Thursday, June 25, 2009

JEFFERSON CITY, Mo. -- Three workers' compensation law judges appointed by former Republican governor Matt Blunt sued Wednesday to prevent their dismissal by Democratic Gov. Jay Nixon's administration.

Among those suing to save his job is Henry Herschel, who as the former legal counsel for Blunt was a defendant in a wrongful termination lawsuit recently settled by the state for $500,000.

Nixon's administration has described the elimination of the judges' positions in the Department of Labor and Industrial Relations as a budget-cutting move. The judges decide workers' compensation claims.

But the lawsuit filed in Cole County Circuit Court contends cost-savings is not a legal justification for dismissing the judges. It says state law allows the judges to be removed before their terms have expired only upon the recommendation of an evaluation committee, and none of the judges has received bad marks.

The suit seeks an injunction preventing the dismissals from taking effect July 1, when Missouri's 2010 fiscal year begins.

The three are among five administrative law judges whose positions are being eliminated. One judge is retiring and another has not sued. The plaintiffs are Herschel and judges Matthew Murphy and John Tackes.

Murphy works in Cape Girardeau, Department of Labor and Industrial Relations communications director Amy Susan confirmed in an e-mail to the Southeast Missourian. Murphy's is the only local position the department is eliminating. Susan said Murphy has worked in Cape Girardeau since Dec. 4.

Susan provided a statement on the situation via e-mail: "These positions were eliminated by a budget that was passed by the General Assembly. The individuals were selected based on seniority with the most recently hired positions being terminated."

A listed telephone number for Murphy wasn't available.

The suit names as defendants Nixon; his chief of staff, John Watson; labor department director Lawrence Rebman; and workers' compensation division director Peter Lyskowski. It accuses them of unlawfully orchestrating the dismissals.

"We don't know yet whether politics played a role in the decision of which judges to fire or how many judges to fire," said John Comerford, a suburban St. Louis attorney representing the judges.

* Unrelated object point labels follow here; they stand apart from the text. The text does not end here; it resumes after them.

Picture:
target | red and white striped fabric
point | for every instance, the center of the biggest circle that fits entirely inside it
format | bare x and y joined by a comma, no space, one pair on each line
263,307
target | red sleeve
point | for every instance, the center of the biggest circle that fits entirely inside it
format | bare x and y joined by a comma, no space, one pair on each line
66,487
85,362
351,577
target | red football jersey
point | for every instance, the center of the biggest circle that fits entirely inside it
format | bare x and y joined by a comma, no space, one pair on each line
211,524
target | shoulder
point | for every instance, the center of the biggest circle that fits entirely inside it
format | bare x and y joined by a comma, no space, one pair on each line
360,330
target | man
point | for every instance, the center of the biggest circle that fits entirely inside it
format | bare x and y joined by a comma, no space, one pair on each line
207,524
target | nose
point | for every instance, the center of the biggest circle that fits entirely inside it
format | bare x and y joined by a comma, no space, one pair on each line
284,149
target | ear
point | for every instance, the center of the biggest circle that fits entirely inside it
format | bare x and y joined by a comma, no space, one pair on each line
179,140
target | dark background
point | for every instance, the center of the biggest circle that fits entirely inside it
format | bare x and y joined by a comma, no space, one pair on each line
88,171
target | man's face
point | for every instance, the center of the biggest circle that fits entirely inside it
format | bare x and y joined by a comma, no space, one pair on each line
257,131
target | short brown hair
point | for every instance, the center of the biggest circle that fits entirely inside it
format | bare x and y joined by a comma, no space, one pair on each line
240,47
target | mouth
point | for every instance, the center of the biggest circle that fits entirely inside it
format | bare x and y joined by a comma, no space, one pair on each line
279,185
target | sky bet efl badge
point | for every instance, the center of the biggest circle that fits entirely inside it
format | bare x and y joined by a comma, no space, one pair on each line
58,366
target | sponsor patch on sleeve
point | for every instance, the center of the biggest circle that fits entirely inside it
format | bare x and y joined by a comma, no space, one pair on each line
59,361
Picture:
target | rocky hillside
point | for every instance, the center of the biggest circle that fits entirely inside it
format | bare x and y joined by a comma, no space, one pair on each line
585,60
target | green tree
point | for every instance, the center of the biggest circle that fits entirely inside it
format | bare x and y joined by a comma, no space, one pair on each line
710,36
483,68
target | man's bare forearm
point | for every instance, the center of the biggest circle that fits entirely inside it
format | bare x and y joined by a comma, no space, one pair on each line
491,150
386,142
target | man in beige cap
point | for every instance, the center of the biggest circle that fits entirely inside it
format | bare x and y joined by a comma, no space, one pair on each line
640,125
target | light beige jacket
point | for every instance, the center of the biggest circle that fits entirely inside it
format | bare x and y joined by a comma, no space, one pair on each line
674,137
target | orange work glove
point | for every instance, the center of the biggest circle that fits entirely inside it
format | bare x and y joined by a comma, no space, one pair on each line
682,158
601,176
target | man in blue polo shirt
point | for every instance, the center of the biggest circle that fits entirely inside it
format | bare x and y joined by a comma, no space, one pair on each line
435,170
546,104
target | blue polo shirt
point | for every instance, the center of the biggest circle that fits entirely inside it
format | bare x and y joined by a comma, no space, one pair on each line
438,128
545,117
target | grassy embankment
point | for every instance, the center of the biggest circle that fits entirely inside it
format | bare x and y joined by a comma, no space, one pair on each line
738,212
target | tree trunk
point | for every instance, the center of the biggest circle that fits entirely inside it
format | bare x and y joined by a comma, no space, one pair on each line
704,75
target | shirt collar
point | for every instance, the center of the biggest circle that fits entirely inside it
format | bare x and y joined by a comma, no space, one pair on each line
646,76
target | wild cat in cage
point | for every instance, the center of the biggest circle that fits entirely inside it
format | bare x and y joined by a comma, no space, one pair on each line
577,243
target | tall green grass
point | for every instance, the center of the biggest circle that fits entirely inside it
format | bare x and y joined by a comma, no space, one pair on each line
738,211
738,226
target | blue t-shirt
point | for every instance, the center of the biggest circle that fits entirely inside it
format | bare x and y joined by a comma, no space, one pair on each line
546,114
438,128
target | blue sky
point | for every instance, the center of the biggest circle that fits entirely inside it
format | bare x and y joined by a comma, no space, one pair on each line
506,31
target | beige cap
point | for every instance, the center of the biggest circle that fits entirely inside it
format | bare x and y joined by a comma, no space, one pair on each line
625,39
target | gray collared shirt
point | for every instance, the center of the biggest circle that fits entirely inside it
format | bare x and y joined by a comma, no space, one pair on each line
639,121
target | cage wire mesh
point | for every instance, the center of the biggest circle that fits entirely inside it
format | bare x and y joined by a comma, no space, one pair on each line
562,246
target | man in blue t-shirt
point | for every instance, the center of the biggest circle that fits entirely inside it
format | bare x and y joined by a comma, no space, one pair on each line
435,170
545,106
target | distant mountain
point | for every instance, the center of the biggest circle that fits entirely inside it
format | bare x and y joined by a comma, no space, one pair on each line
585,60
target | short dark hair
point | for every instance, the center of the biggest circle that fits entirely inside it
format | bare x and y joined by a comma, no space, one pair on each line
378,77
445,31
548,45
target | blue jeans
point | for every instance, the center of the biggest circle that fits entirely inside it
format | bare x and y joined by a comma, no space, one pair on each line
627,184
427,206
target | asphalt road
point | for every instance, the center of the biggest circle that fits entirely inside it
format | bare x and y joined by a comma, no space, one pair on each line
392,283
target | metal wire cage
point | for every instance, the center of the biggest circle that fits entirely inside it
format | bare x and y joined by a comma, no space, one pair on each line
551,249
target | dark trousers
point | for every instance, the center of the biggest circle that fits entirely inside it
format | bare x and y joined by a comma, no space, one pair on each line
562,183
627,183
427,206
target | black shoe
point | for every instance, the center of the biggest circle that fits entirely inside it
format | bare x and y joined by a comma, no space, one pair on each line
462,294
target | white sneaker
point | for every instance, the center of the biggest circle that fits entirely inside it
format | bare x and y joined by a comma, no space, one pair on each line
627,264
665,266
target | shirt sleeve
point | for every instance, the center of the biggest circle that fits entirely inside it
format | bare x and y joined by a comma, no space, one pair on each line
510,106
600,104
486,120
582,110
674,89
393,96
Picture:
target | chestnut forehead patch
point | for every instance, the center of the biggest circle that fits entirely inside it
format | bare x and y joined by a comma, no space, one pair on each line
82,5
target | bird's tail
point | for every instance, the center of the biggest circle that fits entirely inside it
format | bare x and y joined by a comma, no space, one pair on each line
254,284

But "it is no secret that Henry Herschel, who was Governor Blunt's top lawyer before he became an administrative law judge, is the fourth judge from the bottom of the list in terms of seniority, and they happen to have involuntarily fired the four most junior judges. That is a strange coincidence," Comerford said.

Nixon spokesman Scott Holste said the elimination of the positions was approved as part of the 2010 budget passed by the Republican-led Legislature.

"During these tough economic times, Missouri government has had to take significant steps to reduce spending, just as many Missouri families have had to do," Holste said.

The lawsuit contends there is no budget crisis facing workers' compensation judges. It says they are funded through a dedicated tax on workers' compensation insurers, not general state tax revenue.

Herschel was replaced as Blunt's chief legal counsel and appointed as an administrative law judge in late 2007, shortly after Blunt legal aide Scott Eckersley went public with assertions that he was fired for raising concerns about e-mail deletions in the governor's office. Herschel was Eckersley's supervisor.

Eckersley subsequently sued Blunt, Herschel and three other member's of Blunt's administration for wrongful termination and defamation. Earlier this month, the state paid $500,000 to settle the lawsuit. The settlement included no admission of wrongdoing.